The Secretariat team should include staff that are familiar with the country (typically the country manager) and staff that have not been extensively involved in supporting implementation. A member of the senior management team should provide quality assurance throughout the process.

The Secretariat’s work will be conducted in three phases:

2.1. Desk Review. The Secretariat will conduct a detailed desk review of the available documentation relating to the country’s compliance with the EITI Standard, including but not limited to:

  • The EITI work plan and other planning documents such as budgets and communication plans;

  • The multi-stakeholder group’s Terms of Reference, and minutes from multi-stakeholder group meetings;

  • EITI Reports and systematic disclosures of EITI data, and supplementary information such as summary reports and scoping studies;

  • Communication materials;

  • Annual progress reports or other documents documenting the MSG’s assessment of outcomes and impact of implementation; and

  • Any other information of relevance to Validation.

  • This work will include initial consultations with stakeholders, who will be invited to submit any other documentation they consider relevant.

Without prejudice to the ability of the Board to exercise their discretion to consider all available evidence, the Secretariat should not take into account actions undertaken after the commencement of Validation.

2.2.  Stakeholder consultations. The Secretariat team will visit the country to conduct stakeholder consultations as part of all first Validations and in subsequent Validations as considered necessary. The Secretariat may also consult stakeholders in writing or by telephone.

During country visits, the Secretariat will meet with the multi-stakeholder group and its members, the Independent Administrator and other key stakeholders, including stakeholder groups that are represented on, but not directly participating in, the multi-stakeholder group. Where practicable, the Secretariat should interview stakeholders in the regions hosting extractive industry operations to gain a better understanding of the impact of the EITI.

In addition to meeting with the MSG as a group, the Secretariat will meet with its constituent parts (government, companies and civil society) either individually or in constituency groups, with appropriate protocols to ensure that stakeholders are able to freely express their views and that requests for confidentially are respected.

Local interpreters (where needed) should be hired on the basis of trust and competency in order to preserve impartiality as well as accuracy of the statements collected.

The Secretariat should seek and accept written statements and other materials of relevance, again ensuring that requests for confidentially are respected.
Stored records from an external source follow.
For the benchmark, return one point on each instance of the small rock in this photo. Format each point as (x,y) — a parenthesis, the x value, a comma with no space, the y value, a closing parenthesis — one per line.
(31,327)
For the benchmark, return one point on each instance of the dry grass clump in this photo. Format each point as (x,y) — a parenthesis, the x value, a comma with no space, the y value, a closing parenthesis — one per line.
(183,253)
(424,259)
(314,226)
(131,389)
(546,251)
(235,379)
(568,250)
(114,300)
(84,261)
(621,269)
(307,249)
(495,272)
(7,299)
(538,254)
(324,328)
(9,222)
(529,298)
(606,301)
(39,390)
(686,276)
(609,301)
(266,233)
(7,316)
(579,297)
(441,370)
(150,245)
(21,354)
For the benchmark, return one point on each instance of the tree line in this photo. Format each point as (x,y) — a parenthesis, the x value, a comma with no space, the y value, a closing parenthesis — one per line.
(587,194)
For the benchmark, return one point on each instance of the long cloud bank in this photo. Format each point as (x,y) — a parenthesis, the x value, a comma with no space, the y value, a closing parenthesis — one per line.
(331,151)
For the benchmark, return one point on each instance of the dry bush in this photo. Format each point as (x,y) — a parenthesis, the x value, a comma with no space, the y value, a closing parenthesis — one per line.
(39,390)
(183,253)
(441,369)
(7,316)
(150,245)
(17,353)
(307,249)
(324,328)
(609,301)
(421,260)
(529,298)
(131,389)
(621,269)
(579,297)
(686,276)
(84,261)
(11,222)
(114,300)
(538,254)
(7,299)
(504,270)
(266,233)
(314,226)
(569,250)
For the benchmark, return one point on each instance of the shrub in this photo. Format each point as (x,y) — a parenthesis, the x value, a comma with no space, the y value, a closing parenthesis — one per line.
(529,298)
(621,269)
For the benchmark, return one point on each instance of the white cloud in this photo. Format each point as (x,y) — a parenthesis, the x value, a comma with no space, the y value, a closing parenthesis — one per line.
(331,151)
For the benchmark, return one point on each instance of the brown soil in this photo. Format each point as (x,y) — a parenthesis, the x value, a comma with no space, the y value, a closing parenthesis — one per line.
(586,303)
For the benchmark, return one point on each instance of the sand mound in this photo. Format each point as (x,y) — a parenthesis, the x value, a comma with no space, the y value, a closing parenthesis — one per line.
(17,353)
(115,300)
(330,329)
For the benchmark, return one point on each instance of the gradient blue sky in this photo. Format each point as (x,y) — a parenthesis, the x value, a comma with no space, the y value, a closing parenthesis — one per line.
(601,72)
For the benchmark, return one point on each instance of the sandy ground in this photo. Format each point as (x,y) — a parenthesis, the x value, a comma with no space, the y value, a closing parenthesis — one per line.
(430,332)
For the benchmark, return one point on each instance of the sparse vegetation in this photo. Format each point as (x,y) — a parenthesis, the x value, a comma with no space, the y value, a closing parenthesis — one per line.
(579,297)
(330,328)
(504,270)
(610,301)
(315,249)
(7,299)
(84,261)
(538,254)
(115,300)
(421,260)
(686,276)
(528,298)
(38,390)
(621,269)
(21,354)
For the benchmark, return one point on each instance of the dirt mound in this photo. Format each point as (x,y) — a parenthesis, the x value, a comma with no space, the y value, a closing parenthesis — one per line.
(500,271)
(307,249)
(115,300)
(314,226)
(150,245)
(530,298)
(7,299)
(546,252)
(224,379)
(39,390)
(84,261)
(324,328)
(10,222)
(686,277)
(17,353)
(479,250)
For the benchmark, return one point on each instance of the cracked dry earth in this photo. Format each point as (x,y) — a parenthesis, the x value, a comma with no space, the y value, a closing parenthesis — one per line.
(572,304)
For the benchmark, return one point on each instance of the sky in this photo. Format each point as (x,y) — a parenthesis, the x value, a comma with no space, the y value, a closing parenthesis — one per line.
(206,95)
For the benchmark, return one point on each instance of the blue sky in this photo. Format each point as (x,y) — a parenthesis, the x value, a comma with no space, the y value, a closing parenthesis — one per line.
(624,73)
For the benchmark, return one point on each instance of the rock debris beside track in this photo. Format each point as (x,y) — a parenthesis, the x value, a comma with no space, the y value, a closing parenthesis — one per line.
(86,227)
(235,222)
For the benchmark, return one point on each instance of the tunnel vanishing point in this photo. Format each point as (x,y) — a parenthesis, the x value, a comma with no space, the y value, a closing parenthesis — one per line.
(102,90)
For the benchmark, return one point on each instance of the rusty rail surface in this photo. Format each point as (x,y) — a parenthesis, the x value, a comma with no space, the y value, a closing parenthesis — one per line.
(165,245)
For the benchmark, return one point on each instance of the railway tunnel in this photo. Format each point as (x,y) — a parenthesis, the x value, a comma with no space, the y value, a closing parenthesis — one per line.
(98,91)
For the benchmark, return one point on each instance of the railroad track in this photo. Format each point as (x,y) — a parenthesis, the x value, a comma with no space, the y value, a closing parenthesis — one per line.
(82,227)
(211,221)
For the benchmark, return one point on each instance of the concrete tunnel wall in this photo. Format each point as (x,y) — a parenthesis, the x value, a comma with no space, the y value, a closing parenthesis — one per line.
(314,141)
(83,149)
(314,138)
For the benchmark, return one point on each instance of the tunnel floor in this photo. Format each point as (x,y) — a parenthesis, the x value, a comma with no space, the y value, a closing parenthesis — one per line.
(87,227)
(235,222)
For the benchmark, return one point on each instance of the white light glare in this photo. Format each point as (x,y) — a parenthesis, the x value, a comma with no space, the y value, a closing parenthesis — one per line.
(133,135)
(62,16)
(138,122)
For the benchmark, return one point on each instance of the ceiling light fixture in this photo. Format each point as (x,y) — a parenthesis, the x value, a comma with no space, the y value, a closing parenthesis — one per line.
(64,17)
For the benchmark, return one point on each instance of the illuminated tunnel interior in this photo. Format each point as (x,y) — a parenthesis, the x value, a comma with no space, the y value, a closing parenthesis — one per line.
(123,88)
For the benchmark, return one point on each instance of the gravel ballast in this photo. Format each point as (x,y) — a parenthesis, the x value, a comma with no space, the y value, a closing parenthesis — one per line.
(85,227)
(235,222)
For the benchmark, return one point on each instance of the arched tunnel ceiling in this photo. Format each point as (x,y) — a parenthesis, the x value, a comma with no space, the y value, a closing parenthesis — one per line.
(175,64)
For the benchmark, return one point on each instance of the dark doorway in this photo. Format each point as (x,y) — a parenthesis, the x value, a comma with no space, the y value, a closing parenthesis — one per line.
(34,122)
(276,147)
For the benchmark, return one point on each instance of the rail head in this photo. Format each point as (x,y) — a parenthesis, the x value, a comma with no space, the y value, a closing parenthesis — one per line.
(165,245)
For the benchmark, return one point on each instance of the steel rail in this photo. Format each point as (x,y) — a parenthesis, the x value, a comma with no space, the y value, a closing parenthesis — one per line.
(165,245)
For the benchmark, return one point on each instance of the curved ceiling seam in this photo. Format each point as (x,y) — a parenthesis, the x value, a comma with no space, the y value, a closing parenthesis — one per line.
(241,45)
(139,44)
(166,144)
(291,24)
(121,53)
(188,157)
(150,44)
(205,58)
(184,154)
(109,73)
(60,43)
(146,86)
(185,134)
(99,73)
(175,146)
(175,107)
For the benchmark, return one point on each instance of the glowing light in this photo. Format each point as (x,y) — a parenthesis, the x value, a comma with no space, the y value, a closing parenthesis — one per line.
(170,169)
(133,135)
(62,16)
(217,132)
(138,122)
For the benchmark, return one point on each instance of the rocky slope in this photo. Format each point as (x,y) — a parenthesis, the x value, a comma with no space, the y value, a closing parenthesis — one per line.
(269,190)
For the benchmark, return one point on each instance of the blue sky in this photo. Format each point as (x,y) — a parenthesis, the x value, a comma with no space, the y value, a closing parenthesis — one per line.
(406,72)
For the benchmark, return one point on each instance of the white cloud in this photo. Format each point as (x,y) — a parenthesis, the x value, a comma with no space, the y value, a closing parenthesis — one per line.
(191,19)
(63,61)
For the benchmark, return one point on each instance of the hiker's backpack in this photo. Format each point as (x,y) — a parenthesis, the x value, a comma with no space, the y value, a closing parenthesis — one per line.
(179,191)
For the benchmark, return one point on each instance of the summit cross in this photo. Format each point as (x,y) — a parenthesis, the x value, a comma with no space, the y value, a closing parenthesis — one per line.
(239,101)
2.3. Reporting on progress against requirements. Based on the desk review and consultations, the Secretariat will prepare a report making an initial assessment of progress against requirements in accordance with the Validation Guide. The report will not include an overall assessment of compliance.

In first Validations, the report is submitted to the Independent Validator. The National Coordinator (NC) and the MSG receive a copy. Comments on the facts are welcome but NC and the MSG are encouraged to defer any major commentary until they receive the Validator’s draft report. In second and subsequent Validations, the draft Secretariat assessment is submitted directly to the MSG for comments.

  1. Independent Validation. The EITI Board will appoint an Independent Validator for first Validations through an open, competitive tendering process. As agreed by the EITI Board in May 2016, firms shall not be eligible to act as Validators for consecutive terms. Firms that have acted as an Independent Administrator in any of the countries to be Validated are ineligible to act as Validator. The Validator will report to the Board via the Validation Committee. In second and subsequent Validations, the Board will consider whether independent Validation is required on a case-by-case basis.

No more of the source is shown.